Studio album by Marisa Anderson
- Released: June 24, 2016
- Genre: American folk, Americana
- Length: 37:09
- Label: Chaos Kitchen

Marisa Anderson chronology
| Tashi Dorji / Marisa Anderson (2015) | Into the Light (2016) | Cloud Corner (2018) |

Singles from Into the Light
- "Into the Light" Released: March 10, 2016; "He Is Without His Guns" Released: April 13, 2016;

= Into the Light (Marisa Anderson album) =

2016 studio album

Into the Light is the fifth solo studio album by Portland, Oregon-based guitarist Marisa Anderson, released June 24, 2016, by the artist's label Chaos Kitchen Music.

== Background ==
In the album's notes, Anderson describes the album as being "Written as the soundtrack to an imaginary science-fiction Western film" with "ten songs [that] trace the story of a visitor lost and wandering on the shifting borderlands of the Sonoran desert." The album was preceded by two singles: the title track released March 10, 2016, and "He Is Without His Guns" released April 13.

== Style and reception ==

Pitchforks Allison Hussey wrote that on Into the Light, Anderson "bends American guitar traditions for a completely different, but no less captivating, conceit: They soundtrack a theoretical sci-fi Western of Anderson's own invention, where it's up to the listener to fill in the cinematic details" and that "her faint picking encourages you to lean in and listen closer to soak in the details" such as "experiments with a more classical Spanish-style guitar" on "He Is Without His Guns". "Anderson's playing throughout the record is understated and exquisite" and "the only moments that feel dissonant arrive in "Resurrection" as a few unwieldy notes poke through, sounding like faraway car horns", though "these off-kilter moments act as foils to Anderson's fluid playing, again highlighting the baritone notes that anchor the song." Hussey concludes by calling the album "breathtakingly beautiful", "requir[ing] rapt attention", and "best enjoyed in still solitude", and that "even as Anderson's instrument simmers, it still reaches for the great beyond, and she makes you ache to reach along with it."

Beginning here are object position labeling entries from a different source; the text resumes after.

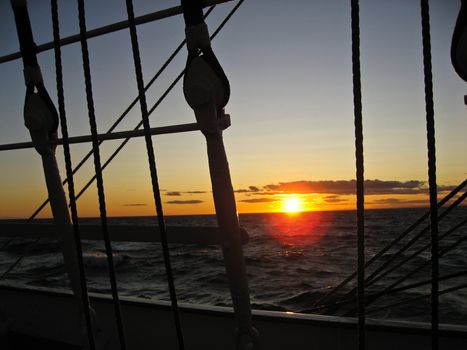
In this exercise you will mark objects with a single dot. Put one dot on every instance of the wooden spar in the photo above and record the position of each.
(223, 122)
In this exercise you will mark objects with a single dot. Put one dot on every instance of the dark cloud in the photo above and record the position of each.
(258, 200)
(387, 201)
(173, 193)
(344, 187)
(191, 201)
(334, 199)
(442, 188)
(250, 189)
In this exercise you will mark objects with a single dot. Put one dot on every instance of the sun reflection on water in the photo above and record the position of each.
(299, 229)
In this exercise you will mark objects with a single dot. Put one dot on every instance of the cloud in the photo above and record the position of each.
(334, 199)
(250, 189)
(387, 201)
(258, 200)
(173, 193)
(191, 201)
(347, 187)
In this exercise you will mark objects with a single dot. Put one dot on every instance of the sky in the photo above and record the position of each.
(291, 143)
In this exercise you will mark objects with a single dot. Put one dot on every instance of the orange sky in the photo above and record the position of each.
(292, 133)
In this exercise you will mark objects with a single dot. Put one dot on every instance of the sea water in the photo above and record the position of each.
(293, 260)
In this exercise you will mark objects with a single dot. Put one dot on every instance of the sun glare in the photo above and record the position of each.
(291, 205)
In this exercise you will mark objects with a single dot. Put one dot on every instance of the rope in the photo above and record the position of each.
(153, 170)
(69, 171)
(98, 171)
(159, 101)
(389, 246)
(357, 94)
(430, 126)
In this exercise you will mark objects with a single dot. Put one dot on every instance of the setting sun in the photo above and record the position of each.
(291, 205)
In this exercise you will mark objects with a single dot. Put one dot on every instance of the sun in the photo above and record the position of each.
(291, 205)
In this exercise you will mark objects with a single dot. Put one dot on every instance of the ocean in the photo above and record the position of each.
(292, 262)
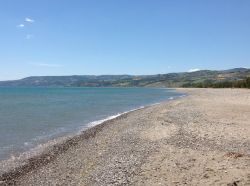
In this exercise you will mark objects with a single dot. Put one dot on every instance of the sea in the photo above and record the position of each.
(30, 116)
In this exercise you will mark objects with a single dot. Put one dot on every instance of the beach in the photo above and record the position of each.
(200, 139)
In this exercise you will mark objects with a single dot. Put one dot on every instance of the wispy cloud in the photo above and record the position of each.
(46, 65)
(29, 20)
(193, 70)
(29, 36)
(20, 25)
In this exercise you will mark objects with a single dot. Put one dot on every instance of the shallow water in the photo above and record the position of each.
(30, 116)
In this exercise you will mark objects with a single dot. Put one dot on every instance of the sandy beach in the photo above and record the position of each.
(200, 139)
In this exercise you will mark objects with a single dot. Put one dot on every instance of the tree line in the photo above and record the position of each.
(223, 84)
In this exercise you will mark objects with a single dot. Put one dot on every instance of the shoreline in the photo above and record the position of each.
(42, 154)
(201, 139)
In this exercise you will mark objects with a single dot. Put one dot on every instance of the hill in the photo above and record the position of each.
(184, 79)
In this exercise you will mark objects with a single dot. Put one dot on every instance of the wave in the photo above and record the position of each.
(19, 159)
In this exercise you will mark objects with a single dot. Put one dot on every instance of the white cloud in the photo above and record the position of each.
(29, 20)
(45, 65)
(193, 70)
(20, 25)
(29, 36)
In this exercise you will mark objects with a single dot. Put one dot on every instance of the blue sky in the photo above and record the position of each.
(66, 37)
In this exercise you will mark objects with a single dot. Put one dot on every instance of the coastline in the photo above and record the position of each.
(141, 146)
(42, 154)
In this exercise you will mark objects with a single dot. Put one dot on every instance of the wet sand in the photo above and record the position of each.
(201, 139)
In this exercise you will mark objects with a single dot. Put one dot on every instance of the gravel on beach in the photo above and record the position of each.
(200, 139)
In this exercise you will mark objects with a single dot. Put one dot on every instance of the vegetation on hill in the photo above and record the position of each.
(237, 77)
(224, 84)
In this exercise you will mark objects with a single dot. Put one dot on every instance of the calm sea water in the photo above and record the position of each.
(30, 116)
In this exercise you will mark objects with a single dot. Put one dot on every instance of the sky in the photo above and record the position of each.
(82, 37)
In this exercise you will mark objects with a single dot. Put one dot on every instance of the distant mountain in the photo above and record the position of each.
(184, 79)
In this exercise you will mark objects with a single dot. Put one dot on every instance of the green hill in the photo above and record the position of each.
(184, 79)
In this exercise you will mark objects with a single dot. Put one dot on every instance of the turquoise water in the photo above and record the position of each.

Dusteds Ben Donnelly calls the album a break from Anderson's previous work, being "not solo" because "she multi-tracks her guitar, usually two layers, maybe more in a few places" which is "enough of a change that it significantly departs from her prior American primitive explorations". Another difference is that Into the Light "linger[s] in a sun-bleached desert atmosphere, rather than the mud and green of eastern folk forms. Anderson grew up in the southwest, so the landscape is part of her personal history. Her past work, though generous with reverb, didn't evoke wide open spaces like this." NPRs Lars Gotrich writes that Anderson's science-fiction Western setting "might immediately evoke the Yul Brynner-starring thriller Westworld" but instead "carries the quietness and starkness of Solaris set in the Sonoran desert." Gotrich notes that Anderson "recorded and played all of the instruments — guitar, lap steel, pedal steel, electric piano and percussion — giving her songs not only layers, but also characters." In the back half, "Anderson does what she does best: discover the unknown. But with more instruments at hand, these improvisations turn into internal dialogues."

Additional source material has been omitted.